To me, it was a thunderclap. Years ago, when I was in Congress, we were in the midst of a tense, contentious debate. Members had gotten irritated, levying charges back and forth, and tempers were rising. It was starting to look like we might just go off the rails. Then one member stood up, asked for our attention, and said to us, “Let’s remember: trust is the coin of the realm.”
His statement at that moment hit me broadside: If we were to have any hope of progress, we had to have some faith in one another — even our opponents. Apparently, other members of Congress came to that same realization. The debate got back on track, with less acrimony and mean-spiritedness.
It was a lesson I’ve never forgotten. Our system rests on all sorts of values: open-mindedness, an informed citizenry, honesty, civility, competence. But at its heart, representative democracy is about how we resolve our differences in order to move the country forward, and if the parties lack trust, then it becomes hugely more difficult to do so. In many ways, trust is at the center of this democratic experiment.
A representative democracy
rests on a straightforward premise: Because nothing gets done without others,
whether in our communities or our legislatures or in Congress, you have to have
confidence in people and believe that they will do what they say they will do.

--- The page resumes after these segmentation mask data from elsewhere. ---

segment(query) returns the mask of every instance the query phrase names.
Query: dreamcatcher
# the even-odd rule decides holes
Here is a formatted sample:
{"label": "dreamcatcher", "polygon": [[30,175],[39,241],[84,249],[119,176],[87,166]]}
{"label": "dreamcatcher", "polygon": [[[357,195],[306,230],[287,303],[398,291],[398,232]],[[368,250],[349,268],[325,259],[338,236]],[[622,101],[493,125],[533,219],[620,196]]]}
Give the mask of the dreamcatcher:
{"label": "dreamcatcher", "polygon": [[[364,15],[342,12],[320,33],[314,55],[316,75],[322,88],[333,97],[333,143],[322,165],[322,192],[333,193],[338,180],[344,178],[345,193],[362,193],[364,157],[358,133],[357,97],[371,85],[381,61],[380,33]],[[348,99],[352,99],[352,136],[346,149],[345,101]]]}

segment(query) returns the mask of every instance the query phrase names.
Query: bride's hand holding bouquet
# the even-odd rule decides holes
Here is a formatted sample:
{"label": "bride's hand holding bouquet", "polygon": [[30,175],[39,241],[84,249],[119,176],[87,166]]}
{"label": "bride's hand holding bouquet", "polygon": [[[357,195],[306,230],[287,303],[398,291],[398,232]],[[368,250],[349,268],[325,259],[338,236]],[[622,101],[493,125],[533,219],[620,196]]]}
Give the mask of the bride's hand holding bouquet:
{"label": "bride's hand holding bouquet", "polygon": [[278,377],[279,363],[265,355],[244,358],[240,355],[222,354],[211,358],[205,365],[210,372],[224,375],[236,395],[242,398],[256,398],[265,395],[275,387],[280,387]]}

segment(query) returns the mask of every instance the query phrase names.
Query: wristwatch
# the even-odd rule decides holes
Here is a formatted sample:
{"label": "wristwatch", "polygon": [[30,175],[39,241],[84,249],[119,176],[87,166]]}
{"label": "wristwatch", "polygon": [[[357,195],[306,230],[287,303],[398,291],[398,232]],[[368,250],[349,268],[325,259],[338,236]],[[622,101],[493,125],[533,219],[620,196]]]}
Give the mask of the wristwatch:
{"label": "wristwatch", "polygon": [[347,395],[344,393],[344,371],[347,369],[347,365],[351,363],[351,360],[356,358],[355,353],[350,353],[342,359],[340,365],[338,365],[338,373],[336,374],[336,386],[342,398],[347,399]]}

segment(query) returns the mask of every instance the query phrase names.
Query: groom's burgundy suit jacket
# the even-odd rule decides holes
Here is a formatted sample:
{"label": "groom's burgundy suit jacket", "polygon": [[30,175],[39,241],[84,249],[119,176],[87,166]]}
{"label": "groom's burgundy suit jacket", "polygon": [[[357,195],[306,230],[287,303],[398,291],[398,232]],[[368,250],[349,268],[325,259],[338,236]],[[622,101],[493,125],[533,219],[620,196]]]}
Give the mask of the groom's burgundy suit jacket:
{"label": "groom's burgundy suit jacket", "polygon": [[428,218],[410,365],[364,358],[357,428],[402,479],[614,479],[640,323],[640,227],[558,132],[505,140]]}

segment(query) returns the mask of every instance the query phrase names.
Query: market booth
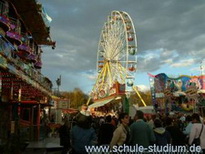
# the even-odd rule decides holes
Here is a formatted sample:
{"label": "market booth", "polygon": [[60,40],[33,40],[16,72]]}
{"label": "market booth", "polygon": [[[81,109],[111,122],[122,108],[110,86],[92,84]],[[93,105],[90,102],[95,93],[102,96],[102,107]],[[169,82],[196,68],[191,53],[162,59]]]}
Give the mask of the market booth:
{"label": "market booth", "polygon": [[0,6],[0,140],[15,147],[40,139],[41,112],[52,102],[41,45],[55,48],[55,42],[35,0],[1,0]]}

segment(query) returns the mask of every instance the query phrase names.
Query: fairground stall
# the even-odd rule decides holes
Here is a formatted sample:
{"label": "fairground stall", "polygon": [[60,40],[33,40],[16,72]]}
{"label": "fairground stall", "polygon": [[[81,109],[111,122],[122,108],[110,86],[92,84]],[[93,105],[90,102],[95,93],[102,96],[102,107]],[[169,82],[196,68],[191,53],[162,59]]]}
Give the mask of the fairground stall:
{"label": "fairground stall", "polygon": [[[49,21],[35,0],[0,1],[0,140],[40,138],[43,109],[50,106],[52,82],[41,74],[41,45]],[[12,140],[12,142],[15,139]]]}
{"label": "fairground stall", "polygon": [[70,108],[70,99],[56,97],[54,98],[54,106],[51,107],[50,115],[53,121],[63,124],[65,118],[69,118],[70,114],[78,112],[78,109]]}
{"label": "fairground stall", "polygon": [[205,75],[168,77],[150,76],[153,106],[159,112],[197,112],[204,114]]}

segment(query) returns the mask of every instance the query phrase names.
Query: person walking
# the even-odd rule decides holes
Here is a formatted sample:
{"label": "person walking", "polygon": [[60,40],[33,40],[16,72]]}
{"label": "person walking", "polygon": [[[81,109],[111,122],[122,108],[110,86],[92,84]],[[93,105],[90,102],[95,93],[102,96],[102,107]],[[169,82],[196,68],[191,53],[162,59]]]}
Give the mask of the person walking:
{"label": "person walking", "polygon": [[77,121],[71,129],[71,146],[73,154],[86,154],[86,146],[97,144],[97,135],[91,127],[92,118],[87,116]]}
{"label": "person walking", "polygon": [[147,148],[149,145],[153,144],[156,140],[154,132],[143,119],[144,113],[137,110],[135,115],[136,121],[130,126],[130,144],[131,145],[141,145]]}
{"label": "person walking", "polygon": [[70,147],[70,123],[65,120],[64,125],[59,128],[60,145],[63,146],[61,154],[67,154]]}
{"label": "person walking", "polygon": [[188,135],[189,136],[189,134],[190,134],[190,132],[191,132],[191,128],[192,128],[192,117],[190,116],[190,115],[188,115],[187,117],[186,117],[186,127],[184,128],[184,130],[183,130],[183,133],[185,134],[185,135]]}
{"label": "person walking", "polygon": [[189,144],[189,135],[191,133],[192,128],[192,117],[191,115],[186,116],[186,127],[183,130],[183,133],[186,135],[185,142]]}
{"label": "person walking", "polygon": [[113,133],[112,140],[110,142],[110,147],[112,148],[114,145],[119,146],[126,144],[129,141],[130,131],[129,131],[129,115],[127,113],[119,114],[119,122],[120,125],[116,128]]}
{"label": "person walking", "polygon": [[165,146],[171,142],[171,135],[162,126],[162,121],[160,119],[154,120],[154,135],[156,138],[156,145]]}
{"label": "person walking", "polygon": [[166,130],[171,135],[171,144],[173,146],[185,145],[186,135],[183,134],[177,123],[174,123],[170,117],[166,118]]}
{"label": "person walking", "polygon": [[194,141],[195,139],[199,138],[199,145],[205,154],[205,125],[201,123],[199,114],[192,114],[192,123],[193,125],[189,135],[189,145],[197,144]]}
{"label": "person walking", "polygon": [[105,124],[102,124],[98,133],[98,144],[109,145],[113,136],[115,127],[111,124],[112,117],[109,115],[105,118]]}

Without that trust, you simply can’t engage productively in negotiations,
compromise, debate, and all the mechanisms we use to resolve differences in our
society.
As the country has grown bigger, more complex, and more diverse in all sorts of
ways, and as the changing media world has given us all our own echo chambers
and undermined the shared sources of information on which we once relied,
resolving conflict has become much tougher. When we don’t trust one another —
or don’t trust one another’s facts — reaching agreement and drafting laws
becomes infinitely more difficult. Governing becomes fraught with complexity,
as efforts to implement and enforce laws, regulations, and standards come under
constant fire. The result is that often, cynicism, suspicion, and lack of
confidence in the system hamstring our democracy.
To be sure, it’s pretty much impossible to deal with people you don’t know well without wondering about their integrity, honesty, and motivations. It’s what you’ve got to work through when you’re trying to resolve differences. Healthy skepticism about adversaries is natural and appropriate, but you can’t let it override everything and bring progress to a screeching halt.
Both nationally and internationally, we manage this by striving to tie things down: by law, by regulation, by treaty, and above all by verification. Nonetheless, some measure of trust is required. And when it’s missing…. Well, I would argue that one reason our government no longer works as well as it once did and should now, is that our trust in one another has diminished.
So what can we do about this? In the end, I believe that building — or rebuilding — trust is both a human and a systems issue. On the large scale, government has to be effective at meeting the needs of citizens, delivering the goods, services, and protections that people expect. But I also think it’s vital that elected officials — especially of opposing parties — spend time with one another, learning to see one another as human beings who all, regardless of party, care deeply about the country. Similarly, the more ordinary people participate regularly in organizations, political parties, and even ad hoc efforts to improve their communities and states, the more likely they are to learn the fundamental importance of trust. In short, the more interaction you have with others, even with your adversaries, the more common ground you can find, and the more confidence you can have in them — and the more likely you can move forward.
The fact is: In a system that depends on negotiation, compromise, and cooperation to achieve our goals, finding ways to build trust is essential. Without it, our democracy simply won’t work.